Nearly 59 percent of voters in Denton voted in favor of the measure, making the town of 123,000 the first in the state to ban fracking, Jim Malewitz reports for The Texas Tribune. "The ban’s passage will almost certainly trigger litigation, with energy companies and royalty owners arguing that state drilling regulations trump Denton’s and that the city was confiscating mineral rights, which have long been dominant in Texas law." (KERA News photo: Voters in Denton, Texas)
"The Denton measure does not technically prohibit drilling outright; it would apply only to fracking, which involves blasting apart rock with millions of gallons of chemical-laced water hauled in by trucks," Malewitz writes. "But opponents of the ban say it would make gas beneath the city too difficult to profitably tap–amounting to a drilling ban." 
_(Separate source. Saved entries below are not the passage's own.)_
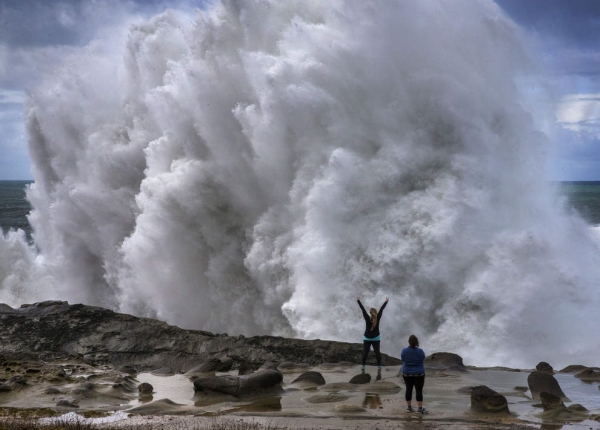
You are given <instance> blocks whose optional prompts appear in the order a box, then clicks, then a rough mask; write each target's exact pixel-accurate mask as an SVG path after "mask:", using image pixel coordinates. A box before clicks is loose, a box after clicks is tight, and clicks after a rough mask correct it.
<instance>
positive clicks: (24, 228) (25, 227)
mask: <svg viewBox="0 0 600 430" xmlns="http://www.w3.org/2000/svg"><path fill="white" fill-rule="evenodd" d="M31 183H32V181H0V228H2V231H3V232H8V231H9V230H10V229H13V230H18V229H21V230H23V231H24V232H25V233H26V235H27V238H28V239H31V226H30V225H29V221H27V214H28V213H29V212H30V211H31V205H30V204H29V202H28V201H27V199H26V198H25V189H26V187H27V186H28V185H29V184H31Z"/></svg>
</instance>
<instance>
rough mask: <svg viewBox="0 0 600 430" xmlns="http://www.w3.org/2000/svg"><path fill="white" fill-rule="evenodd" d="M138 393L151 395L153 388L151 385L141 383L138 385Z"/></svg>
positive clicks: (146, 382)
mask: <svg viewBox="0 0 600 430" xmlns="http://www.w3.org/2000/svg"><path fill="white" fill-rule="evenodd" d="M138 392H139V393H140V394H152V393H153V392H154V387H153V386H152V384H149V383H147V382H142V383H141V384H140V385H138Z"/></svg>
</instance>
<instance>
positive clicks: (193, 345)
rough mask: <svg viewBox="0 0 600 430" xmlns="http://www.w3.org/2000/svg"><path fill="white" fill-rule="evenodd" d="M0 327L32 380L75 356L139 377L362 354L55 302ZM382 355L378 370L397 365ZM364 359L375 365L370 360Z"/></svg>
mask: <svg viewBox="0 0 600 430" xmlns="http://www.w3.org/2000/svg"><path fill="white" fill-rule="evenodd" d="M0 324H1V326H2V327H3V330H2V332H1V334H0V345H2V349H3V350H5V351H6V350H10V351H12V354H17V355H19V354H21V355H20V357H21V358H18V359H16V361H23V360H24V359H27V358H28V361H29V362H30V363H31V369H30V372H31V373H35V372H39V373H44V372H45V370H44V366H43V364H42V362H41V360H43V361H51V360H57V359H65V358H74V357H76V358H80V359H82V360H83V361H85V362H87V363H89V364H91V365H94V366H101V365H110V366H113V367H115V368H119V367H123V366H128V367H129V369H130V370H134V369H135V370H137V371H142V370H144V369H158V368H161V367H168V368H170V369H172V370H173V372H175V373H177V372H187V371H189V370H191V369H194V368H197V367H198V366H200V365H202V366H204V369H203V370H204V371H214V370H222V368H221V367H220V366H230V367H234V368H236V367H239V366H240V363H236V362H235V360H234V358H235V357H243V360H244V364H245V366H246V367H251V368H252V369H254V370H256V369H257V368H258V367H259V366H260V365H262V364H263V363H264V362H266V361H271V362H276V363H284V362H296V363H302V364H303V365H304V366H307V365H310V366H313V365H317V364H320V363H325V362H341V361H349V362H359V360H360V356H361V351H362V348H361V346H357V344H352V343H344V342H333V341H324V340H300V339H288V338H282V337H275V336H255V337H248V338H246V337H244V336H228V335H224V334H220V335H217V334H213V333H210V332H206V331H202V330H184V329H181V328H179V327H175V326H171V325H169V324H167V323H165V322H162V321H157V320H153V319H149V318H138V317H134V316H131V315H127V314H120V313H116V312H113V311H111V310H108V309H104V308H100V307H94V306H86V305H81V304H75V305H70V304H68V303H67V302H61V301H47V302H41V303H35V304H31V305H23V306H21V307H20V308H17V309H13V308H10V307H9V306H7V305H4V306H1V307H0ZM224 351H226V354H224V353H223V352H224ZM224 355H226V356H227V357H230V359H229V361H226V362H224V361H223V356H224ZM382 355H383V363H384V365H398V364H400V363H401V361H400V360H398V359H396V358H393V357H390V356H388V355H385V354H382ZM15 357H16V356H15ZM215 357H217V358H218V359H219V362H218V363H217V362H216V361H215ZM370 359H371V360H373V364H374V358H373V357H370ZM36 360H37V363H36ZM12 361H15V360H12ZM3 362H4V363H6V365H5V366H4V367H5V368H10V362H11V360H8V359H6V360H3ZM369 363H370V362H369ZM211 366H217V368H211ZM57 377H58V376H57Z"/></svg>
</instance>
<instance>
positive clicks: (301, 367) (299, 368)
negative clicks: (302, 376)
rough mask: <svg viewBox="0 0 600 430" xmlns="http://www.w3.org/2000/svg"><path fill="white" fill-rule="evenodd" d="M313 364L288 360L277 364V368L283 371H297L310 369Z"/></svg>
mask: <svg viewBox="0 0 600 430" xmlns="http://www.w3.org/2000/svg"><path fill="white" fill-rule="evenodd" d="M311 367H312V366H310V365H308V364H304V363H292V362H289V361H286V362H284V363H281V364H280V365H279V366H277V370H279V371H280V372H281V373H297V372H302V371H305V370H307V369H310V368H311Z"/></svg>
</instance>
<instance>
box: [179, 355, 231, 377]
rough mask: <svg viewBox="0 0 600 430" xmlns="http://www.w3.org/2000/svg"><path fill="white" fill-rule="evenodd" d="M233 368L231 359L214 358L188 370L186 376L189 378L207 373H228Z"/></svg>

Ohio "sits on top of the Utica Shale formation, where natural gas production has grown eightfold since January 2012, to 1.3 billion cubic feet a day as of September, according to the U.S. Energy Information Administration," Dan Molinski and Leslie Eaton report for The Wall Street Journal. "Proponents of the local Ohio proposals argue that fracking in residential areas could cause health problems and taint drinking water supplies. Opponents, including the oil and gas industry and some local government and union officials, have said the proposals are too broad and could hurt job growth."

Early returns had the fracking ban in Mendocino County receiving 64 percent of the vote and on its way to passing, Adam Randall reports for the Daily Journal News. As of 10:30 p.m. local time, the measure had 5,254 voters who said yes and 2,958 voters who said no.

In San Benito County the measure passed with 5,021 yes votes and 3,733 no votes, a margin of 57.3 percent to 42.6 percent, reports Action News 8. While in Santa Barbara County, 44,131 voters—or 60.7 percent of votes tallied—were against the ban, while 28,555 votes—or 39.3 percent—favored the ban, Mike Hodgson reports for the Lompoc Record.